According to the World Health Organization
According to the World Health Organization (WHO), tobacco consumption claims about 80 lakh lives every year, with an estimated 10.3 lakh non-smokers exposed to second-hand smoke.
Smoking is said to affect reproductive health in women. In some cases, women who smoke may find it difficult to conceive or may lead to premature birth, low birth weight.

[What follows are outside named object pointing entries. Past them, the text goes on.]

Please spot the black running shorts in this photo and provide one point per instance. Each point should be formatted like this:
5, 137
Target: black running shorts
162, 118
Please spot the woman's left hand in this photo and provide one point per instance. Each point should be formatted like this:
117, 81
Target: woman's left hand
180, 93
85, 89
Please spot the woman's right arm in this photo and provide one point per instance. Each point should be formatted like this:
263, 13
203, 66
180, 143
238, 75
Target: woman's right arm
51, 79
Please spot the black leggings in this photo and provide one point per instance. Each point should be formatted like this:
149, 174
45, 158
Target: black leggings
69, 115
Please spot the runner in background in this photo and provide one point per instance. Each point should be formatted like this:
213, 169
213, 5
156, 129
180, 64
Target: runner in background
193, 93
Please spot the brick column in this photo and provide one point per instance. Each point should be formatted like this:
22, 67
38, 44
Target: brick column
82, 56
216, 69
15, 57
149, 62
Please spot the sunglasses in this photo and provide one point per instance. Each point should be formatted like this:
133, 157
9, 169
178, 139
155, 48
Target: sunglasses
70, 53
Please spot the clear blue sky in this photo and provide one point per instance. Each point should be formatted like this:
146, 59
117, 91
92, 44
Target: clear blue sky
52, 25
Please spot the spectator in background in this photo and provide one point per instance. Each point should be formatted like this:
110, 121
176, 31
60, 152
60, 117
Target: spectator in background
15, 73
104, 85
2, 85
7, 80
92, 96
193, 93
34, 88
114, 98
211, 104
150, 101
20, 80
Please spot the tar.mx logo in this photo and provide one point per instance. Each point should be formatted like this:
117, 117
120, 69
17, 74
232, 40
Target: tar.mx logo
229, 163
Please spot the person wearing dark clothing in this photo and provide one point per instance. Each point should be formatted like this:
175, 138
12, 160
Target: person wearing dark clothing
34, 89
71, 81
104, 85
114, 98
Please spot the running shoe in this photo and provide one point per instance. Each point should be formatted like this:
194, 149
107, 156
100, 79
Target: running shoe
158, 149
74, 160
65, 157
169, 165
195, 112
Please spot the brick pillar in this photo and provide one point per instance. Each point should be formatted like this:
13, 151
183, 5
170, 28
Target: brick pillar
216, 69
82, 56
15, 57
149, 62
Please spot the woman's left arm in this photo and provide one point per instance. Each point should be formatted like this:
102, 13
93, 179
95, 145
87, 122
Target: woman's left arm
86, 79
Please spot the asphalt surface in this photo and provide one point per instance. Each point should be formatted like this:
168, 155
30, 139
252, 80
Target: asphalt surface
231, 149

The pregnancy may experience complications such as infant mortality. Smoking increases your risk of cervical cancer. So doctors advise women trying to conceive to avoid smoking.
Risk of cancer
Smoking can cause various types of cancer, including mouth and throat, esophagus, stomach, colon, rectum, liver, pancreas, lung, trachea, kidney, urethra, and cervical cancer.
Risk of heart disease
Smoking is one of the risk factors for heart disease. Millions of people die every year from tobacco-induced heart disease. This equates to one in five deaths from heart disease. So people with heart problems should quit smoking.
Smoking affects your skin and accelerates the aging process. This deprives your skin of oxygen and nutrients, inhibiting the production of collagen and elastin.
Toxins in smoke trigger harmful enzymes that break down these important proteins. It causes wrinkles and sagging skin. So quitting smoking is an anti-aging measure that can help your skin heal and regain its youthful glow.
Smoking is dangerous for your bone health. Not only does it reduce the blood supply to your bones, but the nicotine in cigarettes slows down the production of osteoblasts. It suggests that 30-40% of elderly smokers are at greater risk of breaking their hips than non-smokers.
If you are a smoker, you are also likely to be at risk of dental problems. Smoking increases your risk of gum disease, which can affect the bone structure that supports your teeth. Red or swollen gums, pain while chewing, sensitive teeth and bleeding gums are some of the common symptoms.